Katherine’s final homework assignment
Katherine Andrec is among the more than 1,500 students graduating from the Faculty of Science June 15th. We asked Katherine, and nine other pretty remarkable students, to look back at their time at McMaster, what they learned, what they’ll miss and who helped them along the way.
Here’s Katherine’s final homework assignment.
The best advice you got as a student?
Learn to be okay with not doing as well as you expect and then learn from your mistakes to improve and work your way up to your goals. I remember very clearly during Welcome Week listening to Dr. Michelle Cadieux addressing the incoming group of first years and explaining how McMaster takes the top percentage of high-performing high school students and has to re-distribute and spread out grades from those top students again. This would likely mean that the effort required to get 90%+ in high school would then likely achieve a 70-80%. She also explained how this can be startling to someone who is always used to achieving 90+ but it is completely normal and means you are doing well. The steep learning curve is a learning opportunity and you need to allow yourself time to adjust to new expectations.
The best advice you’d give to a first-year student?
Organization and scheduling are going to be your best friend! Being on your own for the first time can be both scary and exciting, but with the additional of large class sizes in first year, there is no one but you to keep you on top and caught up on school work and other responsibilities. It is a good idea to schedule out your week for the periods of work, relaxation, and sleep as well as what tasks/assignments need to be completed. In addition, it is super helpful to reflect at the end of each week. What worked? What didn’t work? Learning how to reflect and learn from mistakes and accomplishments will be the most helpful to move forward!
The professors who pushed you the hardest and challenged you to aim higher?
Dr. Deda Gillespie and Dr. Katrina Choe.
The unsung heroes who went above and beyond for you at McMaster?
Both my Ph.D student thesis supervisors – Katy Celina Sandoval and Aishwarya Patwardhan. They provided me with so much support both academically and emotionally throughout the two years I worked with the Choe Lab and were the best mentors I could have ever hoped for.
The one thing you never got around to doing?
Attending a sports event or pep rally that boosts school spirit!
The one thing you’ll miss the most about McMaster?
The amazing group of people I met through my two years working in the Choe Lab. Everyone was very welcoming and supportive, and we all celebrated each other’s accomplishments together and were there to boost each other up when it was needed as well.
The most important thing you learned in the classroom?
How to work effectively in a group, whether it was one or two people or up to six groupmates.
The most important thing you learned outside the classroom?
Just how important keeping a proper sleep schedule is and how important it is to find an outlet for stress.
Your best day as a Mac student?
The last day of exams in first year. It was an amazing day of reflection and accomplishment for both me and the friends I had made throughout the year!
The one thing you know now that you didn’t know on your first day at McMaster?
Just how important is it to advocate for yourself and make an effort to actively look for opportunities. Before university, it was more common for me to be presented with opportunities, however, in such a large community full of amazing and accomplished individuals at McMaster, you have to actively search for opportunities, learn how to present yourself, and put in the time and effort required to get any sort of position, award, project, or to become any kind of team member.

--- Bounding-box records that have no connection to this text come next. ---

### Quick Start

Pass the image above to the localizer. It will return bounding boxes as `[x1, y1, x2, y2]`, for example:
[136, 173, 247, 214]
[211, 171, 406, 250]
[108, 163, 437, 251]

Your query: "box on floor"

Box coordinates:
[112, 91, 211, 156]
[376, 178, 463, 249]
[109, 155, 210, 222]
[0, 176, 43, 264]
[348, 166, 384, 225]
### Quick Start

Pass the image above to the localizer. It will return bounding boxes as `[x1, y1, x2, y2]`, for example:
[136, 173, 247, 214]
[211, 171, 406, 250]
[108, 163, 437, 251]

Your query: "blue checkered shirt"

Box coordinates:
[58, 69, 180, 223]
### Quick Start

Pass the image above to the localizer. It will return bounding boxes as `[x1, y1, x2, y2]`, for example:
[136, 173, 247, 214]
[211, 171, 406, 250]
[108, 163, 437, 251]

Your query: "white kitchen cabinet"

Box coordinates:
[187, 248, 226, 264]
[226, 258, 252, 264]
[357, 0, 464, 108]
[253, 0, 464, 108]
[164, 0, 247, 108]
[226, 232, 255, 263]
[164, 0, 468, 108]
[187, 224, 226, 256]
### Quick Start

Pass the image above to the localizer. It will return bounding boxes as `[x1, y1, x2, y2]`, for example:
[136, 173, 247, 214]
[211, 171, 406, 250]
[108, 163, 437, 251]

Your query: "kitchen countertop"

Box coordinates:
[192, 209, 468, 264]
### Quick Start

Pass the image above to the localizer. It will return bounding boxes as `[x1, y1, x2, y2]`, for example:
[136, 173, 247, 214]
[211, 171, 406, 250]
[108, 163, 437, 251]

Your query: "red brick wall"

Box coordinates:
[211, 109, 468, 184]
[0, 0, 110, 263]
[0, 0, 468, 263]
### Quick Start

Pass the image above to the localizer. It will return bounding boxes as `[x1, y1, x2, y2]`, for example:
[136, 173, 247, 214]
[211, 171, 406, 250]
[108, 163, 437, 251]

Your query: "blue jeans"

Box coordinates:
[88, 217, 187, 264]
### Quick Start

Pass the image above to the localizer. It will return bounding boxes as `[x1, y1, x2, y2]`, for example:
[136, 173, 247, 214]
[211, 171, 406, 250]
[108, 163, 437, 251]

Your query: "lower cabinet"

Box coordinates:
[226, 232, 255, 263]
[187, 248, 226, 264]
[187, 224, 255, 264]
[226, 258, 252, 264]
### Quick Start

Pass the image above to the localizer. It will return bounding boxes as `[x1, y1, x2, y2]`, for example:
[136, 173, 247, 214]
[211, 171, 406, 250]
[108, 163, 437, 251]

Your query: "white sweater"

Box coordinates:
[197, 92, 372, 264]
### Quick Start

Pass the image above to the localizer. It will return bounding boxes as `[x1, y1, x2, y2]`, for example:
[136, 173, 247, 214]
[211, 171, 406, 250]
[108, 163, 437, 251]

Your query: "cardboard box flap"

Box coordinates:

A moment that mattered to you at Mac?
When a professor I really looked up to said they saw the potential in me to continue and succeed in academia and that stuck with me and meant so much coming from someone so accomplished and who I admired so much.
How was it being a student at Mac during the pandemic?
It was made much easier by the support from my classmates and professors in the department. Surprisingly, during the lockdown is when I met most of my classmates. In an effort to stay connected, virtual meet-ups and group chats were amazing for meeting people and helping keep each other motivated! The professors I had were also very accommodating and made themselves very easily accessible to help provide extra support. With some of my professors, such as Dr. Daniel Goldreich, you could really tell the amount of effort they put into their courses to give their students a great experience from home!
Master’s degree in biology at York University.
Katherine’s McMaster highlight reel:
- President’s Award and Book Prize in Physics and Mathematics in first year
- Vernon Oliver Stong Graduate Scholarship in Science
- Volunteer with Science FUNdamentals, a registered charity and student group aiming to engage elementary school students in STEM activities. I worked with a kindergarten class to complete interactive STEM-related classroom visits and demonstrations.
- Completed my fourth and final year with a perfect 12.0 average (average just for that year).